After securing the financial backing of Bruno Mezzia, the players set about to stage an epic alchemical drama, penned by the troupe’s resident playwright, Kolya. Unfortunately, due to obscure and arcane legal treaties in place for the regulation of trade, no festivals were permitted within the boundaries of the city before the official opening of the Caravan Trade Season in spring. Because of the exceptionally hard winter, however, the river Volaga had frozen over, and with some magical reinforcement (arranged courtesy of Bruno Mezzia, who called in some of his family’s favors) it proved solid enough to hold the festivities on the ice.

Meanwhile, Tzadok had gone off on his own to find a bit more feminine attention than he had reckoned on—first in the arms of a halfling streetwalker, and then in the siren song of the Rusalka… Eventually, having been let go by the waterwoman, he stumbled upon a strange talking door in what turned out to be Bruno’s basement. He let discretion remain the better part of his valor, and fled.

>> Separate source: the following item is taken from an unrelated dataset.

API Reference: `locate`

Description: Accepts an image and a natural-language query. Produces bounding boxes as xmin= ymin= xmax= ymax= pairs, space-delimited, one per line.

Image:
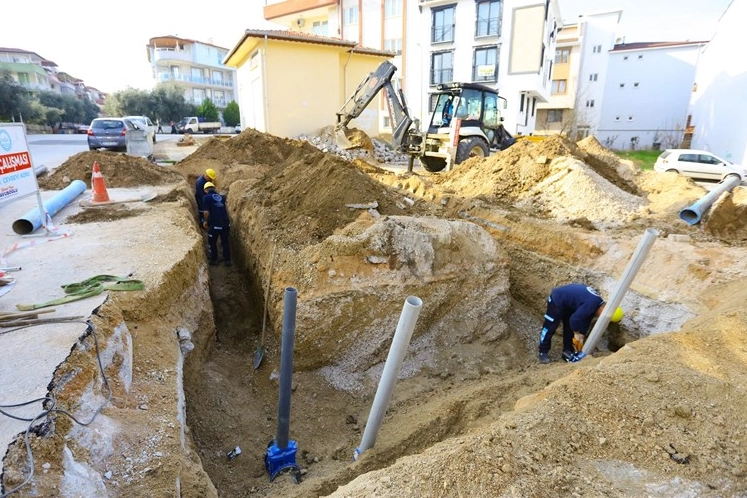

Ignateva and Vladimir, meanwhile, were finding trouble of their own, in the form of a few local toughs who had a bit of a problem with itinerant rabble and undesirables darkening the doorsteps of their fair city. After a brief tussle, one of them was left on the street and the other was brought back to the caravan, charmed. The charmed thug was discretely passed off to Bruno, who promised that they wouldn’t have to worry about him again.

After much fanfare, the show went off to rave reviews… along with a few rather lucrative sideshows (despite Ernie’s reticence, due to the interest having been shown by the local authorities).